" Whatever was the cause, he
turned his back on Oxford, and, as soon as he was ordained, became Curate
of Netheravon, a village near Amesbury.[7] As he himself said, "the name of
Curate had lost its legal meaning, and, instead of denoting the incumbent
of a living, came to signify the deputy of an absentee." He had sole charge
of the parish of Netheravon, and was also expected to perform one service
every Sunday at the adjoining village of Fittleton. "Nothing," wrote the
new-fledged Curate, "can equal the profound, the immeasurable, the awful
dulness of this place, in the which I lie, dead and buried, in hope of a
joyful resurrection in 1796." Indeed, it is not easy to conceive a more
dismal situation for a young, ardent, and active man, fresh from Oxford,
full of intellectual ambition, and not very keenly alive to the spiritual
opportunities of his calling.
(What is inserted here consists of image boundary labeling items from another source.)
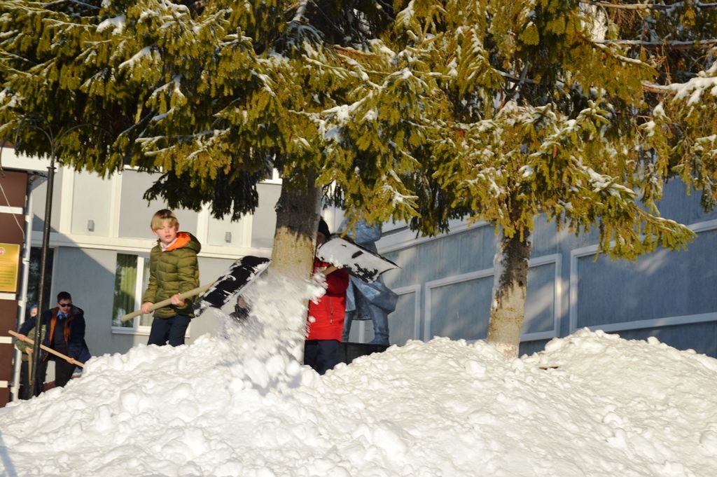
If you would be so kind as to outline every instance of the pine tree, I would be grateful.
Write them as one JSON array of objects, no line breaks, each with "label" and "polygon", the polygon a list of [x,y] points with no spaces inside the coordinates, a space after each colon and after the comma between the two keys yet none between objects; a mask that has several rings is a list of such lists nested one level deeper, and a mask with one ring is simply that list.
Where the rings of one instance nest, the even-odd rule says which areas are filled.
[{"label": "pine tree", "polygon": [[[657,202],[665,179],[675,173],[707,189],[703,197],[713,194],[715,169],[700,146],[713,140],[708,133],[714,126],[698,118],[710,105],[685,105],[680,94],[687,98],[692,90],[670,85],[673,79],[658,67],[664,59],[660,63],[643,45],[633,48],[630,37],[621,39],[637,29],[591,8],[595,2],[397,3],[386,42],[396,52],[394,67],[407,93],[361,105],[341,137],[348,142],[361,136],[368,149],[385,154],[381,134],[393,126],[391,114],[376,126],[373,141],[357,125],[364,110],[398,108],[412,128],[398,134],[412,135],[413,141],[394,160],[410,156],[423,167],[404,178],[417,195],[412,227],[433,234],[455,217],[495,225],[501,238],[489,342],[506,356],[517,356],[530,235],[539,214],[559,230],[597,229],[599,252],[614,258],[686,247],[693,234],[661,218]],[[685,22],[660,30],[659,38],[675,24],[680,29]],[[713,37],[715,24],[692,29],[690,41]],[[693,60],[680,77],[711,62]],[[713,75],[711,69],[702,73]],[[705,84],[690,81],[695,88]],[[675,88],[680,94],[666,98]],[[403,98],[411,94],[416,99],[407,105]],[[661,100],[670,101],[671,119]],[[703,128],[680,129],[675,142],[674,130],[685,118],[690,128]],[[693,153],[682,152],[691,141],[700,142]]]}]

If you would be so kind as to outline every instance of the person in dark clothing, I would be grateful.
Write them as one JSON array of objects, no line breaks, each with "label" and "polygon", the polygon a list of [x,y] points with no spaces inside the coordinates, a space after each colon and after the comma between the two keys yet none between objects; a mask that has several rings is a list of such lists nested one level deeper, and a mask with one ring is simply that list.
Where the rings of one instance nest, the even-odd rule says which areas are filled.
[{"label": "person in dark clothing", "polygon": [[[32,303],[30,306],[30,313],[28,316],[29,318],[32,318],[34,320],[37,319],[37,303]],[[27,337],[31,340],[34,341],[35,339],[35,328],[33,328],[27,334]],[[45,336],[45,327],[42,326],[42,336],[40,337],[40,342],[44,339]],[[17,339],[15,341],[15,348],[16,348],[22,354],[22,362],[20,364],[20,389],[19,389],[19,395],[21,400],[28,400],[33,396],[39,395],[40,392],[42,392],[42,384],[44,382],[45,376],[45,363],[39,363],[37,366],[37,374],[38,377],[34,379],[34,391],[30,391],[30,369],[32,367],[33,360],[35,356],[32,354],[32,346],[25,341],[22,339]]]},{"label": "person in dark clothing", "polygon": [[[72,297],[66,291],[57,293],[57,306],[47,310],[40,318],[45,329],[42,344],[58,353],[84,363],[90,359],[90,350],[85,341],[85,312],[72,304]],[[36,325],[36,320],[29,318],[20,327],[20,334],[27,336]],[[42,350],[42,362],[54,361],[54,384],[62,387],[67,384],[76,367],[59,356]]]}]

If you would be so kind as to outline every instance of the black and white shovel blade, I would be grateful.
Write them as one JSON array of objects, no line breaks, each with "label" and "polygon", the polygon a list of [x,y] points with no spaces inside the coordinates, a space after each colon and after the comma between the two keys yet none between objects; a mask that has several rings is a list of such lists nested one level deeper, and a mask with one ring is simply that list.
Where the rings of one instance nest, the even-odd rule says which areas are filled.
[{"label": "black and white shovel blade", "polygon": [[247,255],[232,264],[229,271],[219,278],[209,290],[194,302],[194,314],[199,316],[211,307],[221,308],[232,297],[257,278],[269,266],[269,259]]},{"label": "black and white shovel blade", "polygon": [[316,255],[369,283],[378,280],[384,272],[399,268],[389,259],[339,237],[325,242],[318,247]]}]

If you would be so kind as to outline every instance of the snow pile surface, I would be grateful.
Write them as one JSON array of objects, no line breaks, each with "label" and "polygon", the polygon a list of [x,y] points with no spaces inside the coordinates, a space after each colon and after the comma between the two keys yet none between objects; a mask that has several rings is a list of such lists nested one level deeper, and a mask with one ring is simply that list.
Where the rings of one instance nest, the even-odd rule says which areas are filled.
[{"label": "snow pile surface", "polygon": [[584,330],[511,362],[411,341],[320,377],[273,300],[224,336],[95,358],[0,410],[0,475],[717,476],[713,359]]}]

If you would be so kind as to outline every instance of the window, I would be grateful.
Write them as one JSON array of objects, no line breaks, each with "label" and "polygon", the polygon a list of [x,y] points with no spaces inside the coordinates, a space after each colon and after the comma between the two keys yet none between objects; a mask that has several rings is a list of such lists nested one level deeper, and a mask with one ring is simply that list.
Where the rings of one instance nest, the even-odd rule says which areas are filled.
[{"label": "window", "polygon": [[151,314],[120,321],[128,313],[138,310],[149,281],[149,259],[139,255],[117,254],[115,268],[115,297],[112,305],[112,327],[118,332],[149,332]]}]

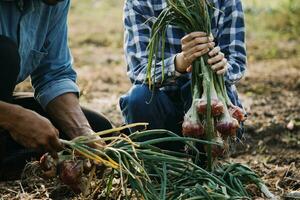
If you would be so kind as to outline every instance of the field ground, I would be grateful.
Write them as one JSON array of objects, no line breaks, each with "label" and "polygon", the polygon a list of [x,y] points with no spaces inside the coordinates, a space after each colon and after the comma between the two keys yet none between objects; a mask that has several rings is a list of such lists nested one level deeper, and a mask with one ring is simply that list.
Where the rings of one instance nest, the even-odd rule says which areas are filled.
[{"label": "field ground", "polygon": [[[118,126],[123,123],[118,99],[130,88],[122,50],[123,2],[72,2],[70,45],[81,102]],[[300,41],[284,29],[269,26],[279,1],[261,2],[247,0],[245,5],[249,66],[238,90],[249,119],[246,140],[231,160],[250,165],[275,194],[284,196],[300,191]],[[29,83],[18,90],[30,91]],[[23,191],[18,182],[0,183],[0,195],[2,199],[47,199],[54,186],[36,183]]]}]

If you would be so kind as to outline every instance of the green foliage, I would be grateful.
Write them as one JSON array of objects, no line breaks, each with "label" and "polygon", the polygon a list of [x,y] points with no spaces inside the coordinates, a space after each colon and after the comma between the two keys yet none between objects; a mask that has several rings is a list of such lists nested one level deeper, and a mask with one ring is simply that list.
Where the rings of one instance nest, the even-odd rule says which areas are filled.
[{"label": "green foliage", "polygon": [[[271,20],[271,19],[270,19]],[[300,34],[300,2],[288,0],[274,11],[270,27],[287,35],[289,39],[299,39]]]}]

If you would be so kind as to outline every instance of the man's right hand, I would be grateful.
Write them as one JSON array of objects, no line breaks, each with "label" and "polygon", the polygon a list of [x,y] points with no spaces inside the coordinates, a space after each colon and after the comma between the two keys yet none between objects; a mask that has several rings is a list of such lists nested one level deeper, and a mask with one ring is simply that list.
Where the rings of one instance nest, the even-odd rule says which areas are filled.
[{"label": "man's right hand", "polygon": [[191,65],[198,57],[214,48],[214,38],[204,32],[193,32],[181,39],[182,52],[176,55],[176,71],[190,72]]},{"label": "man's right hand", "polygon": [[2,120],[2,127],[26,148],[55,153],[62,149],[59,131],[41,115],[20,106],[9,105],[11,111]]}]

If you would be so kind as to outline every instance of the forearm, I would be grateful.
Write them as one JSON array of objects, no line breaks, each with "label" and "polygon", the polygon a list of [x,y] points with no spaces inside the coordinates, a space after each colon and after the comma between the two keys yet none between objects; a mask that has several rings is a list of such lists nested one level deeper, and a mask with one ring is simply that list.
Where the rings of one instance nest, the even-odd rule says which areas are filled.
[{"label": "forearm", "polygon": [[91,133],[89,122],[82,112],[77,96],[73,93],[56,97],[47,105],[46,111],[57,128],[70,138]]}]

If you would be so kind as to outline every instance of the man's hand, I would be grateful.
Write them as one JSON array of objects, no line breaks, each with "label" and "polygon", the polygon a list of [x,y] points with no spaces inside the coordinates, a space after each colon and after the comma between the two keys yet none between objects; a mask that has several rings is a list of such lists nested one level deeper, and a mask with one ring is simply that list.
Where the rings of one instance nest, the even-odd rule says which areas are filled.
[{"label": "man's hand", "polygon": [[204,32],[193,32],[184,36],[181,39],[182,52],[175,59],[176,71],[190,72],[192,63],[214,48],[213,41],[214,38]]},{"label": "man's hand", "polygon": [[73,93],[56,97],[48,104],[46,111],[55,125],[70,139],[93,133],[81,110],[78,97]]},{"label": "man's hand", "polygon": [[208,53],[208,55],[211,58],[208,59],[207,62],[211,65],[212,70],[214,70],[217,74],[225,74],[228,63],[224,53],[221,52],[220,47],[215,47]]},{"label": "man's hand", "polygon": [[[9,112],[1,121],[12,138],[26,148],[54,153],[62,149],[58,130],[41,115],[20,106],[6,104]],[[3,117],[2,117],[3,118]]]}]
The village, a kind of oasis in the desert of
Salisbury Plain, was not touched by any of the coaching-roads. The only
method of communication with the outside world was by the market-cart which
brought the necessaries of life from Salisbury once a week. The vicar was
non-resident; and the squire, Mr. Hicks-Beach, was only an occasional
visitor, for his principal residence was fifty miles off, at Williamstrip,
near Fairford. (He had acquired Netheravon by his marriage with Miss
Beach.) The church was empty, and the curate in charge likened his
preaching to the voice of one crying in the wilderness.